Coffee Break

Fed Cut, Fed Put

Coffee Break:
  • Week

Last week in a nutshell

  • The Fed cut rates for the first time in 4 years and by 50bps, reminding investors of its dual mandate and appearing prepared to step up to 50bp again if ever needed.
  • The BoE kept rates unchanged, as inflation data remains challenging. Similarly, the BoJ held steady, leading to a weakening of the yen.
  • The euro zone consumer confidence ticked slightly higher than expected, according to preliminary estimates, marking the highest level since February 2022.
  • Despite persistent affordability challenges, signs suggest the US real estate market is gradually shifting in favour of buyers.

    

What’s next?

  • Global Manufacturing and Services Flash PMIs will offer a snapshot of business activity in key sectors, addressing the strength of industrial output.
  • The ECB Economic Bulletin, along with preliminary inflation rates from key member countries and data on loans to companies and households, will help investors assess the overall economic health of the euro zone.
  • In Japan, the publication of the CPI and core CPI should confirm that the recent strengthening of the yen has reduced the risk of an inflation overshoot.
  • Central banks from Australia, Sweden and Switzerland will meet, keeping the inflation/growth mix in the spotlight.

 

Investment convictions

Core scenario

  • We remain confident in a soft landing of the US economy despite recent volatility, election jitters, seasonal challenges, and higher market volatility compared to H1 2024.
  • While the deflationary environment continues in China, both the ECB and the Fed are easing policy.

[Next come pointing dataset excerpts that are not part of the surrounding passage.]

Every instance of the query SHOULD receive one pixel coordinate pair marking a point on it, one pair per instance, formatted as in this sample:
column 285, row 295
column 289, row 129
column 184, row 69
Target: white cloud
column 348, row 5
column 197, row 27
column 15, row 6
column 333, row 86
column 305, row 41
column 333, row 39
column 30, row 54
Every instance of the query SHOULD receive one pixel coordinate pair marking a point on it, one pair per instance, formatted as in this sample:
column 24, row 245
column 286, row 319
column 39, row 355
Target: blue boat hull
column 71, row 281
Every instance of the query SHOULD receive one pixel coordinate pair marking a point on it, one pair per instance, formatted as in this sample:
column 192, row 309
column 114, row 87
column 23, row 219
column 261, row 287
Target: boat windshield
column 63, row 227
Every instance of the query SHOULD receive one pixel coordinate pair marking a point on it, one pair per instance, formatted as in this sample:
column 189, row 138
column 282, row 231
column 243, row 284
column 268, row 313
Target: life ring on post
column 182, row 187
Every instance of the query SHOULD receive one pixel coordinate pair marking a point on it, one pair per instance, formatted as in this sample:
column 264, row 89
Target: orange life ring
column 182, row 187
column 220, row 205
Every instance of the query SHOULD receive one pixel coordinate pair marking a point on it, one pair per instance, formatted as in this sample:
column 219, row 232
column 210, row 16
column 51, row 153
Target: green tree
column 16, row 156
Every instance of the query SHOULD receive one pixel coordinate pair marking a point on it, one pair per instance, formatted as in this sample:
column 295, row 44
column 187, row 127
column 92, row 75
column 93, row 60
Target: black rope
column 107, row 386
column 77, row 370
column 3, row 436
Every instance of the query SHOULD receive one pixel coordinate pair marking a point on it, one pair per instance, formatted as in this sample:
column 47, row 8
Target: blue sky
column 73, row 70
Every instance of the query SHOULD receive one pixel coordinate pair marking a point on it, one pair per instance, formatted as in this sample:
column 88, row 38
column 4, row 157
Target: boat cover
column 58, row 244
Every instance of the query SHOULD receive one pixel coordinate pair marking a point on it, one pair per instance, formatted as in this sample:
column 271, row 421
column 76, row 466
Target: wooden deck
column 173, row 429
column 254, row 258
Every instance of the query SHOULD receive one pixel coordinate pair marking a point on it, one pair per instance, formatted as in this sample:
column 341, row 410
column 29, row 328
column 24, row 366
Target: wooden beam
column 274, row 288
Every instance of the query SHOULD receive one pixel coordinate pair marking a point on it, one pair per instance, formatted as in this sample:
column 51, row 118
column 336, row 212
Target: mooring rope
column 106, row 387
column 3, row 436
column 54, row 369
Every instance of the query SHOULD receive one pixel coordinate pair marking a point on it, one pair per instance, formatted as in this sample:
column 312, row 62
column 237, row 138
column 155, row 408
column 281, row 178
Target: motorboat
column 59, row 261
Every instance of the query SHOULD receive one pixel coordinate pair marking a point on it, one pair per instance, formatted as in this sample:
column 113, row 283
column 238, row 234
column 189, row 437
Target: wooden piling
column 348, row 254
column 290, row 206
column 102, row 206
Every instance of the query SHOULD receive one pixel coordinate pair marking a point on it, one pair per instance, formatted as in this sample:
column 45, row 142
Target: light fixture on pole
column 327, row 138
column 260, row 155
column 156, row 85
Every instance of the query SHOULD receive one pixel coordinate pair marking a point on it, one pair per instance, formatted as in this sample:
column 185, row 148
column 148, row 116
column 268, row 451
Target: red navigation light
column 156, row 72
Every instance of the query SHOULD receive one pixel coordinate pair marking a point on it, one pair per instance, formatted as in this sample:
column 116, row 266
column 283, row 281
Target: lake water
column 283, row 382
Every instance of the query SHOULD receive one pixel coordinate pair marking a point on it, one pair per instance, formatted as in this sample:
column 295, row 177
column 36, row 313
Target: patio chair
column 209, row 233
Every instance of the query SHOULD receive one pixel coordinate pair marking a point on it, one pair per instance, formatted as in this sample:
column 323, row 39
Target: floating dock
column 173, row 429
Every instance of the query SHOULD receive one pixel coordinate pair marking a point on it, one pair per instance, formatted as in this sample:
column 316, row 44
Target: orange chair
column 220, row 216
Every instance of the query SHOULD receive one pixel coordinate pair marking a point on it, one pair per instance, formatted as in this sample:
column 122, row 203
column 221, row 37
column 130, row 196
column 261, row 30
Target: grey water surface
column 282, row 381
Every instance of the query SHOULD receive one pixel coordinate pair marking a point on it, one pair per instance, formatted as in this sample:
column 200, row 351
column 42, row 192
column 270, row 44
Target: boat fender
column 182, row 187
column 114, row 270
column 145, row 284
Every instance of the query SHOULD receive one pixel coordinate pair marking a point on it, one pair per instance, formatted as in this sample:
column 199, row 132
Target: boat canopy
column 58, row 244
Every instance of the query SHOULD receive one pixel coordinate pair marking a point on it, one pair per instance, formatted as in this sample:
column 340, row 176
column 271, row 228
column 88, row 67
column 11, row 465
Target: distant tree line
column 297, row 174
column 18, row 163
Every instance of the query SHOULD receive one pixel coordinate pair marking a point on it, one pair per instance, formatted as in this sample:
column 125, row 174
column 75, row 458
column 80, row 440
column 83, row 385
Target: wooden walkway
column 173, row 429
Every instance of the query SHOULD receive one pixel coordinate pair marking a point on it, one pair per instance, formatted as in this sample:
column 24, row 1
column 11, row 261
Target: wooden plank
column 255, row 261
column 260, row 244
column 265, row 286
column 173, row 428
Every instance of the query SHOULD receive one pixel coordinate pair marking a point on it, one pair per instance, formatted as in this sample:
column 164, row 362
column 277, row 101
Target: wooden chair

This marks the starting point of a normalisation in the yield curve, after more than two years of inversion.
  • US growth forecasts for 2025 are increasingly influenced by political and monetary factors. European growth continues to disappoint and is paramount to a pick-up in business and consumer activity. China's growth remains subdued.

 

Risks

  • Looking ahead, we caution against policy decisions that lead to higher tariffs and a tighter labour market in the US, which could ultimately lead to rising inflation again or significantly higher taxes, which could weigh on growth.
  • Besides the US presidential campaign being one of the most dramatic and chaotic ones, the upcoming change in the White House may bring a reprioritisation of US economic policy, thereby impacting speed and extent of monetary easing.
  • Geopolitical risks to the outlook for global growth remain tilted to the downside with the war between Russia and Ukraine, the potential resumption of international trade tariffs, and developments in the Middle East.

 

Cross asset strategy

  1. The discussed mix of rising growth and political uncertainties supports short-term caution, leading us to an overall Neutral stance on equities.
  2. We prefer developed markets vs emerging markets, and besides the US, also invest in UK equities.
    • In the US, we are exposed to the broad market.
    • In the UK, valuations remain attractive with the potential for multiple expansion and the BoE poised to cut interest rates.
    • In the euro zone, conservative veteran Michel Barnier was appointed as France’s prime minister, and after months of political uncertainty triggered by a snap legislative election, the country seems poised to form a new government.
    • We are tactically neutral Japan as further yen strengthening and emerging political uncertainties could be a challenge.
    • We are neutral emerging markets, as the Chinese consumer has yet to gain confidence and deflationary pressure persists.
  3. In the equity sector allocation:
    • We are positive on the healthcare sector, with earnings improving and performance less dependent on broader economic conditions.
    • We are buyers of European Real Estate, which should benefit from lower interest rates.
    • We are neutral Small caps & Tech sector.
  4. In the fixed income allocation, government bonds are an attractive investment as they offer carry and a hedge in a multi-asset portfolio. Also, we see little room for credit spreads to tighten further:
    • We favour carry over spreads, with a focus on quality issuers: we maintain our long-duration bias via Germany and recently took profit on our exposure to UK sovereign debt.
    • We are neutral on US duration.
    • We have a relatively small exposure to emerging markets' sovereign bonds amid very narrow spreads.
    • We are neutral on investment grade and high-yield bonds, regardless of the issuers’ region.
  5. We keep an allocation to Alternative investments and to gold.

 

Our Positioning

We maintain a constructive outlook on equities but proceed cautiously in the short term. We also take into the upcoming yield curve steepening – whether via a bull or a bear steepening – which will have major consequences for investors too.
Within equities, we keep a neutral positioning, with a preference for the broad US market. On this side of the Atlantic, we prefer UK equities relative to the euro zone. In our sector allocation, we are overweight global Healthcare for its defensive quality, European Real Estate for its interest rate sensitivity and neutral US Technology and Small Caps.In our bond strategy, we take into account the correlation between equities and bonds which is reverting. We focus on safe bonds that fulfil their protective role within a diversified portfolio. We maintain a long duration via German bonds. Simultaneously, we remain neutral on corporate investment grade and more cautious on global high yield.